Excavations carried out in Chania’s Old Town have revealed it to be the site of ancient Kydonia, one of the cities of Minoan Crete. Following the collapse of Minoan culture, it grew into a politically powerful city-state and remained so through the Classical Greek period. After initial resistance to Roman invasion, it succumbed in 69 BC but, ironically, the city flourished under Roman rule, which lasted until 324.
Chania was the seat of a bishop during the early Christian era and remained a significant settlement and military fort under the protection of the Byzantine Empire. However, as the influence of Byzantium waned, Crete came under control of the Venetians, who colonised Chania in 1252 and undertook to strengthen the city’s defences. During their occupation, which lasted nearly 400 years, they built two sets of city walls, portions of which are still intact.
Despite this, the city was captured by the Ottomans in 1645 and remained under their rule until 1898. Both the Venetian and Turkish occupations left their mark on the architecture of Chania.
For the next nine years, Crete was under control the Great Powers who installed Prince George of Greece as the governor of the Autonomous Cretan State.
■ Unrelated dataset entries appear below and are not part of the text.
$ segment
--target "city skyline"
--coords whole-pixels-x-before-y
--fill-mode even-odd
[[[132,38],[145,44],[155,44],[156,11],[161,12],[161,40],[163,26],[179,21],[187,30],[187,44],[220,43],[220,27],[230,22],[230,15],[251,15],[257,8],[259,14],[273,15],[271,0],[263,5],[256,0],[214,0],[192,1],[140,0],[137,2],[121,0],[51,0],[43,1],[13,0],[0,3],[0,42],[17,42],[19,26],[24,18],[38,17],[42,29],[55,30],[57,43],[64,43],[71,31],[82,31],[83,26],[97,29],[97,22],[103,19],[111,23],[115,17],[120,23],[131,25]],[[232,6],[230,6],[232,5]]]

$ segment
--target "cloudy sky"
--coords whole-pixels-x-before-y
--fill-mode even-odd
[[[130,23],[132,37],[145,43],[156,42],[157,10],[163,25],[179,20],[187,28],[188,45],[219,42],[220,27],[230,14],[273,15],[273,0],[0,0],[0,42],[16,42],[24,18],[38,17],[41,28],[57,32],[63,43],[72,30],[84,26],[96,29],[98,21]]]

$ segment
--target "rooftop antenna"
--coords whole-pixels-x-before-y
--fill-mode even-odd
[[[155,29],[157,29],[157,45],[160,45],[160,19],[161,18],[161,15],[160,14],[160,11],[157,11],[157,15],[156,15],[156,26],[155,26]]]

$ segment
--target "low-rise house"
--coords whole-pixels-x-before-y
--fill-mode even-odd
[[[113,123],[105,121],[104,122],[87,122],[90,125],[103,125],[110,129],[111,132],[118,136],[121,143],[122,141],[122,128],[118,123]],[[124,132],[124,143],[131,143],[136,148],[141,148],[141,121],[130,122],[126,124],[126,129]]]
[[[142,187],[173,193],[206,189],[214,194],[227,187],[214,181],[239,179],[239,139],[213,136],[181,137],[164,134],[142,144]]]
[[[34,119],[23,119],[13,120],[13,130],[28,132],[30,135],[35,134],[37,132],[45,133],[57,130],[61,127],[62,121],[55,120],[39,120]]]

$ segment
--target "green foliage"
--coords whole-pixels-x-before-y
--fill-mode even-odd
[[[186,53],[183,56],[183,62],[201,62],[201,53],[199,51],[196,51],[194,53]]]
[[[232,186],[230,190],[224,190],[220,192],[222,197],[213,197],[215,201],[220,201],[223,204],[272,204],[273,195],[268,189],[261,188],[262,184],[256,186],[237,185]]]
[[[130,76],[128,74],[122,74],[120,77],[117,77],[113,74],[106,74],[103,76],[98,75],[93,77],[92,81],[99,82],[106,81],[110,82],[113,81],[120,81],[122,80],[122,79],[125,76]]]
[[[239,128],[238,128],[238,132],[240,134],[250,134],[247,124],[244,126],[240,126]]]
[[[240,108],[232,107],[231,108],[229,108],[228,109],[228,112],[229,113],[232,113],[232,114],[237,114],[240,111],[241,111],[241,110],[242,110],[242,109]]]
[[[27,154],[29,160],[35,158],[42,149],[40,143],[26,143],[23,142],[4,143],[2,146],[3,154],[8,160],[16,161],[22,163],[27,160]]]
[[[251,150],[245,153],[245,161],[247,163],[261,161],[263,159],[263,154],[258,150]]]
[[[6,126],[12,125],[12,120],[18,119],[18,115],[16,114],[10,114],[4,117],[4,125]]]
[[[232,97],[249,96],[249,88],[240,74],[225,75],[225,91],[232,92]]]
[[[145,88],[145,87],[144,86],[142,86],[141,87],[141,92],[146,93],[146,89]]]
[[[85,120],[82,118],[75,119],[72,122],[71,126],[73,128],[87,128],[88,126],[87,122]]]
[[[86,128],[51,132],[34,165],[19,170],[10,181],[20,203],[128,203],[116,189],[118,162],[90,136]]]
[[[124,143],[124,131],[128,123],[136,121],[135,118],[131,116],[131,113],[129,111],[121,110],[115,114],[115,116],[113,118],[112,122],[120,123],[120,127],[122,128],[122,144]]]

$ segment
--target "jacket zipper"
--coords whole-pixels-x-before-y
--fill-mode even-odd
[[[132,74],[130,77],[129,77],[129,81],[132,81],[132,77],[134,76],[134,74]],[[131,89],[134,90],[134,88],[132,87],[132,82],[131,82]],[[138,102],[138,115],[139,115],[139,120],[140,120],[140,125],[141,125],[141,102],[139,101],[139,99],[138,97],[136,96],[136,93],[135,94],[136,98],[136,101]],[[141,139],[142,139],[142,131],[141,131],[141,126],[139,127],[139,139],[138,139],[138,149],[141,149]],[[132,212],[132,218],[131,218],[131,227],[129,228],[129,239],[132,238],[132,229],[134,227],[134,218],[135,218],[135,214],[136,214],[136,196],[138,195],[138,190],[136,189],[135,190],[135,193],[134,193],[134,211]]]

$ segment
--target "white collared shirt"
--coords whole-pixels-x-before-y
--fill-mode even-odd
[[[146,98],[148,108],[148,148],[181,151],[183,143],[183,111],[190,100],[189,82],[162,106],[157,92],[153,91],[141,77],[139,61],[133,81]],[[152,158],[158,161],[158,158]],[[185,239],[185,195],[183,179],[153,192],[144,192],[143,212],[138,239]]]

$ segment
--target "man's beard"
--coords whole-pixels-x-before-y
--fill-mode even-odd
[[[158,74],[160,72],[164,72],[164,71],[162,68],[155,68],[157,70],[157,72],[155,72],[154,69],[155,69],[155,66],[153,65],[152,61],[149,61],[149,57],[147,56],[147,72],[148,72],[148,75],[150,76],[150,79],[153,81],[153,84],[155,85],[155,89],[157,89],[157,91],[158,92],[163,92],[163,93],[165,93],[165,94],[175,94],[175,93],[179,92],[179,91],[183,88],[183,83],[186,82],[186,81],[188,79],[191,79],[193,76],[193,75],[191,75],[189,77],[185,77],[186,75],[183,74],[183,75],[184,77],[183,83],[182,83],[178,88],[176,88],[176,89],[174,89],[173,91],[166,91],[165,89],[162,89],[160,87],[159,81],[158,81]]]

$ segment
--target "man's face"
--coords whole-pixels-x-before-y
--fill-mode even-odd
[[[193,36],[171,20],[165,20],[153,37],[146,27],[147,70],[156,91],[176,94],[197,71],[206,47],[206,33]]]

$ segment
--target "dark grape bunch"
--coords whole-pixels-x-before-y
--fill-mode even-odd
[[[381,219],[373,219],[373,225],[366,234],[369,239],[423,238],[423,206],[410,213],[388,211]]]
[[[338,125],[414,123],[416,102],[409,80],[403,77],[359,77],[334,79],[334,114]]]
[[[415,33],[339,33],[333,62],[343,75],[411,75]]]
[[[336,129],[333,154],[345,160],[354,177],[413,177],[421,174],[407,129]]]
Unification with Greece came on December 1, 1913.
In May of 1941, German forces began an intense air bombardment of Chania, destroying a large portion of the old town. While they won the Battle of Crete, Hitler’s elite commando parachute forces were decimated. The anniversary of the battle is commemorated each year with ceremonies in Chania as well as in the surrounding towns which also played a major role in the battle.